The global credit insurer Coface has published a new outlook for Brazil, downgrading the country to a B.

Brazil has been facing a scenario of economic juggling, the report noted, with the Central Bank increase in interest rates to control inflation compromising GDP and lower activity reducing tax revenues and threatening fiscal adjustment. Political uncertainties are also weighing heavily on the country’s economic performance.

This year was expected to be one of adjustments for Brazil, particularly with regards to inflation and public accounts. Inflation ended 2014 at 6.4 percent, close to the target ceiling of 6.5 percent. The reality, however, was worse than the predictions, with even higher pressure on prices and difficulties caused by artificially low fixed prices. Inflation reached 9.49 percent in the 12 months ending September 2015, mainly driven by a 16.3 percent increase in fixed prices and the strong depreciation in exchange rates.
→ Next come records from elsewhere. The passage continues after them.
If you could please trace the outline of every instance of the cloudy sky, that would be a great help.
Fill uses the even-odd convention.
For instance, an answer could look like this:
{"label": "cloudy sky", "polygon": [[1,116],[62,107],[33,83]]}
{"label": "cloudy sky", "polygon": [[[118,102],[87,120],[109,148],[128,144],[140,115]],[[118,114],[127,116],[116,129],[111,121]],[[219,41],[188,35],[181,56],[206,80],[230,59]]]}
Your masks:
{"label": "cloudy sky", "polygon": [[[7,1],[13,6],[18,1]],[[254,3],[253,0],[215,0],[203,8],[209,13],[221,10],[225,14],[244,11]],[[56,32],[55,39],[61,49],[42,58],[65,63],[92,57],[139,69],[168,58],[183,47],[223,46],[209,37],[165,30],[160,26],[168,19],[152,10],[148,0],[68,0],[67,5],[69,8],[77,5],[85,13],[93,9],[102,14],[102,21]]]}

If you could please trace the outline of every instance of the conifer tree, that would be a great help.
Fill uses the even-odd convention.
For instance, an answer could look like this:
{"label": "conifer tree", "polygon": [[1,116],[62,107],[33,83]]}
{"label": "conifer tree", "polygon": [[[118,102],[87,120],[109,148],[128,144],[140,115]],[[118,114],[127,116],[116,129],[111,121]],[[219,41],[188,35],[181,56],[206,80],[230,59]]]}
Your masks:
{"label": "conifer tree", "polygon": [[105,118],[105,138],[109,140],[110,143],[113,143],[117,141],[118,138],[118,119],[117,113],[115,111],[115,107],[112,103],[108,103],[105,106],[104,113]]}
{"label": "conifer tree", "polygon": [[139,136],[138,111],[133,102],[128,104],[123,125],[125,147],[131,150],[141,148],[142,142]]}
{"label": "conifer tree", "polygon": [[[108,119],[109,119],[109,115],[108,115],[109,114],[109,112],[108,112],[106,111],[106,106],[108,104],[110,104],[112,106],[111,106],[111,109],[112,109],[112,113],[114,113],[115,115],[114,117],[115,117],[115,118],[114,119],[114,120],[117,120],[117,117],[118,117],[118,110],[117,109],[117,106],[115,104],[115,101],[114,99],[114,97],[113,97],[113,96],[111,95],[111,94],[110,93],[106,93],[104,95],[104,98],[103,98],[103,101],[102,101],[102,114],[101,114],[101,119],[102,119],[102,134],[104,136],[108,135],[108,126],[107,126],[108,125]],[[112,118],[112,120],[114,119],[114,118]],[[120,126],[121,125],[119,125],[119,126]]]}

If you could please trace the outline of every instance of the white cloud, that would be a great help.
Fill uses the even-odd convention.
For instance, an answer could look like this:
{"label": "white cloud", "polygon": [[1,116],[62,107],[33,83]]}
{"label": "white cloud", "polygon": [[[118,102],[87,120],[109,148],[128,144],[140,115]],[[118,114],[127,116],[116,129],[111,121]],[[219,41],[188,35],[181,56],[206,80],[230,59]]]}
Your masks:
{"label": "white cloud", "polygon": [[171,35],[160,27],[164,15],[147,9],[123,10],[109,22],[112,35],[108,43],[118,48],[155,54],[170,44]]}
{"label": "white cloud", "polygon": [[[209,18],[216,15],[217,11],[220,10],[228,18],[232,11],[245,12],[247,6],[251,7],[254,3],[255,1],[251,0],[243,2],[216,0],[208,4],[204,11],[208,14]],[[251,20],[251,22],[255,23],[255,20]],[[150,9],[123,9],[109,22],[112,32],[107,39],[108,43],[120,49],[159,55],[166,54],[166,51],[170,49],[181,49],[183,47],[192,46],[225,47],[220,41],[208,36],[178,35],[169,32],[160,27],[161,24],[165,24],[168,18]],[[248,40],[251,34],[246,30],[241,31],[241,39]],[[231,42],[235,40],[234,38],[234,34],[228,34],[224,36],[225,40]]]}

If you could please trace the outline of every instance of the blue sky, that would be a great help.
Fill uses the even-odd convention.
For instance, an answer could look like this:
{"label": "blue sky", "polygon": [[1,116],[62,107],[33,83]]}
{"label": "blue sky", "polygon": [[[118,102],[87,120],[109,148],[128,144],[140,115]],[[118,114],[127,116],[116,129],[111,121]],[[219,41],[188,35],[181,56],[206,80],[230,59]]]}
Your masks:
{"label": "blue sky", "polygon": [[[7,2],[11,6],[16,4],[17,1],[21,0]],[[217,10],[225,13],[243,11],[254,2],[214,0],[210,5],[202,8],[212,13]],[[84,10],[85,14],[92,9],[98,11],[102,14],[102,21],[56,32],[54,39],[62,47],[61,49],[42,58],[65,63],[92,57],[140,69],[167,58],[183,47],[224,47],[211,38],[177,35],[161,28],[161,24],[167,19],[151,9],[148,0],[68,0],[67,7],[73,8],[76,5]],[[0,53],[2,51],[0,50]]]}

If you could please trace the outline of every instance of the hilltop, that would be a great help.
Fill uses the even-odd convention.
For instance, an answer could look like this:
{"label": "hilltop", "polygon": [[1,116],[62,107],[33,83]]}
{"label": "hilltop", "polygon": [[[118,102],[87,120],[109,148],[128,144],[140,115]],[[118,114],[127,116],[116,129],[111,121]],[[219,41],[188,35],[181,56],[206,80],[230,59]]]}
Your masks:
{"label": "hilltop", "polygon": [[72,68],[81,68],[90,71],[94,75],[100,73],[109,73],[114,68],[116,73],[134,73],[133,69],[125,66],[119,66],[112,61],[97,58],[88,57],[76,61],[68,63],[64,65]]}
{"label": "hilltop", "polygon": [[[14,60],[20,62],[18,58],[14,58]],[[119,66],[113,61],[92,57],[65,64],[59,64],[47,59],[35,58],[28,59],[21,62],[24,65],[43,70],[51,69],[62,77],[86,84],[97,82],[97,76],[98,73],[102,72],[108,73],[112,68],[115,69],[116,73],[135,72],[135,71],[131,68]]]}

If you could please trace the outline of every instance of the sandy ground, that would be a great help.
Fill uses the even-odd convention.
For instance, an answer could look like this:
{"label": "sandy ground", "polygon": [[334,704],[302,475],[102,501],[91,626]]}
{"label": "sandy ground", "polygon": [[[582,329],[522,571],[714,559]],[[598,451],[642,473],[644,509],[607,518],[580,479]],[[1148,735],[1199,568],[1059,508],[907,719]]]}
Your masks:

Brazil’s GDP shrunk by 2.6 percent in the second quarter of 2015 year-over-year. On the demand side, activity has been mainly impacted by the free fall in investments, -7.9 percent for the first half of 2015, and by declining consumption, due to increasing inflation and unemployment (8.6 percent for the quarter ending July 2015, versus 6.9 percent in July 2014.

Three sectors have been severely affected by the crisis and downgraded from high risk to very high risk.

In the automotive industry, production fell by 20.1 percent, sales by 22.7 percent, and exports by 10.8 percent between January and August 2015.

In Brazil’s steel sector, the industry’s vulnerability to weak external fundamentals was exacerbated by a sharp deterioration in domestic activity this year.

In construction, the industry fell by 5.5 percent in the first half of 2015 with capacity utilization standing at 58 percent in August 2015, the lowest level observed since the indicator was introduced in 2012.

Brazil’s public accounts figures have rapidly deteriorated. When the incumbent president first took office January 2011, gross public debt stood at 52 percent of GDP. As of August 2015, the same indicator was 65.3 percent of GDP.